The lab needs the machine so it can perform tests as per new EU regulations.

THE STATE LABORATORY has issued a tender for the provision of an “analytical cigarette smoking machine”. 

Operating under the aegis of the Department of Public Expenditure and Reform, the State Lab provides services to government agencies for a variety of reasons, including monitoring the quality and safety of Irish food, the sale of counterfeit spirits or the possession of illegal medicines.

In this case, it wants to provide help to the Department of Health to test cigarettes sold in the country. 

It’s been designated as the testing laboratory for Ireland to carry out testing on tobacco products as set out in new European legislation on their manufacture, presentation and sale.

“This legislation sets out maximum emission levels and measurements for tar, nicotine and carbon monoxide in cigarettes placed on the market or manufactured in member States,” a spokesperson told TheJournal.ie.

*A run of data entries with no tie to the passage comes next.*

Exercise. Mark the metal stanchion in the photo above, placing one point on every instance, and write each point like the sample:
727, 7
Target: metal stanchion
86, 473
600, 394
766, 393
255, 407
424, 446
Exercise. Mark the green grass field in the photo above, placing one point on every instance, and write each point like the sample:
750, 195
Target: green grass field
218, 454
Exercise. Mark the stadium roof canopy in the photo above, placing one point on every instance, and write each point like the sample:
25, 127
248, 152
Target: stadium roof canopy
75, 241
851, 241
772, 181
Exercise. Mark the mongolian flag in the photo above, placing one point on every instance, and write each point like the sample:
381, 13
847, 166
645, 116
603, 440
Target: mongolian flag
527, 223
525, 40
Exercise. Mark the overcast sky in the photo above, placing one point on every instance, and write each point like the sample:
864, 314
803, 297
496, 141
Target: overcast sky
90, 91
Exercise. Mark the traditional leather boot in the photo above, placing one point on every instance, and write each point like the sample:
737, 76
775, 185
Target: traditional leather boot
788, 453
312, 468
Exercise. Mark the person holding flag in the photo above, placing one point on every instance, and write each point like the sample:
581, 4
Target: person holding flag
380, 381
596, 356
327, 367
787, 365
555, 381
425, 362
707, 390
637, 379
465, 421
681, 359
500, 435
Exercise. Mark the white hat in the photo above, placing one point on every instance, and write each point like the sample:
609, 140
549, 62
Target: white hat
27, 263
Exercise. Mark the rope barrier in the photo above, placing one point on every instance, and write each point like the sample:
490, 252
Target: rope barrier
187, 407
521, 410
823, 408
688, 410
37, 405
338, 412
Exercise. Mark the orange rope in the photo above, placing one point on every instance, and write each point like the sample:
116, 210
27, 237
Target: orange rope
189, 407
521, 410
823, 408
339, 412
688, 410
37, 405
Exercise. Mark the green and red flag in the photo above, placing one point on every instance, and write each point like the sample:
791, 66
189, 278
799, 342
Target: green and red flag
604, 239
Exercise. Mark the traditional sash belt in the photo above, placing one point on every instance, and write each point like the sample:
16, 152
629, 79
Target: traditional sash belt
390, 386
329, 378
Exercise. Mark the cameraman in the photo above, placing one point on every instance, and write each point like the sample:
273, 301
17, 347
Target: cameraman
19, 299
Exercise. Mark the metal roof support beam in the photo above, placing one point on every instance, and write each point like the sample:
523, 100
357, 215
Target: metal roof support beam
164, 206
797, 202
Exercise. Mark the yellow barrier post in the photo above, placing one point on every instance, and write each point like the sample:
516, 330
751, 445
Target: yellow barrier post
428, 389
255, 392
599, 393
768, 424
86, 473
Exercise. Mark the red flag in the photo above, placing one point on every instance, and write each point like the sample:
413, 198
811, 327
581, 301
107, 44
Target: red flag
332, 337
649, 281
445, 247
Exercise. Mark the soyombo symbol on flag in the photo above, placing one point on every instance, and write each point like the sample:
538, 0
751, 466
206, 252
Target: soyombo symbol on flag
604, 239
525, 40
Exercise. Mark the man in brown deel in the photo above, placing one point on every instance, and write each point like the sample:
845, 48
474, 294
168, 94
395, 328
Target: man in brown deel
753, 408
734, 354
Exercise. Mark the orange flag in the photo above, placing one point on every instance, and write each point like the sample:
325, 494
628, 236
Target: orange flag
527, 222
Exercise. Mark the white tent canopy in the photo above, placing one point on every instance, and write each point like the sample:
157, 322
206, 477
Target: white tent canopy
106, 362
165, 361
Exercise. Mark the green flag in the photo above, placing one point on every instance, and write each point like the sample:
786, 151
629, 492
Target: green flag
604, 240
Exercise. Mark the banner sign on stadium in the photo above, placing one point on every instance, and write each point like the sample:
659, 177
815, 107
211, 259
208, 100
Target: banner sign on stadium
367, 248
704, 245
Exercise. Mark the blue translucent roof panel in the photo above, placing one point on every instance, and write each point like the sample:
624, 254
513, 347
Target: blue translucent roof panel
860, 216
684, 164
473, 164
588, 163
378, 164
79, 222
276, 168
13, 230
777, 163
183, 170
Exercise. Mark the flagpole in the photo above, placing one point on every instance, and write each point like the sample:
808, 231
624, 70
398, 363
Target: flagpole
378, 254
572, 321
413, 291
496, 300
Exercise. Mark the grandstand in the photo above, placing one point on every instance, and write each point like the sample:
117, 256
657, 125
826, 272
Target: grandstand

To support the HSE and Department of Health to adhere to these EU laws, the laboratory is currently setting up a tobacco testing facility.

The spokesperson added: “To do this the Laboratory needs to procure a smoking machine and other laboratory instruments required to test cigarette emissions for tar, nicotine and carbon monoxide.”

So what exactly is a cigarette smoking machine?

It’s pretty much exactly what it sounds like, but while simulating the smoking of a cigarette it must collect various samples of discharge and the cigarette’s contents.

International standards for an analytical cigarette smoking machine say that the test cigarettes must be “sampled” and then “conditioned”. 

The test cigarettes are then smoked on an automatic machine with “simultaneous collection of total particulate matter in a glass fibre filter trap”. Particulate matter is a term for solid particles and liquid droplets found in the air

The system the State Lab wants must have 20 cigarette holders, and contain devices to “control puff volume, duration and frequency”, and “must be capable of smoking a wide range of cigarettes of different lengths and diameters”.

It must also be flexible enough to analyse a variety of brands. 

The machine must then be able to run samples on the tar, nicotine and carbon monoxide from the cigarette so the lab can determine if it’s within EU laws.

The State Laboratory also wants a one year warranty to be included with the quoted price, including all the necessary software, hardware, call-outs and parts for the smoking machine.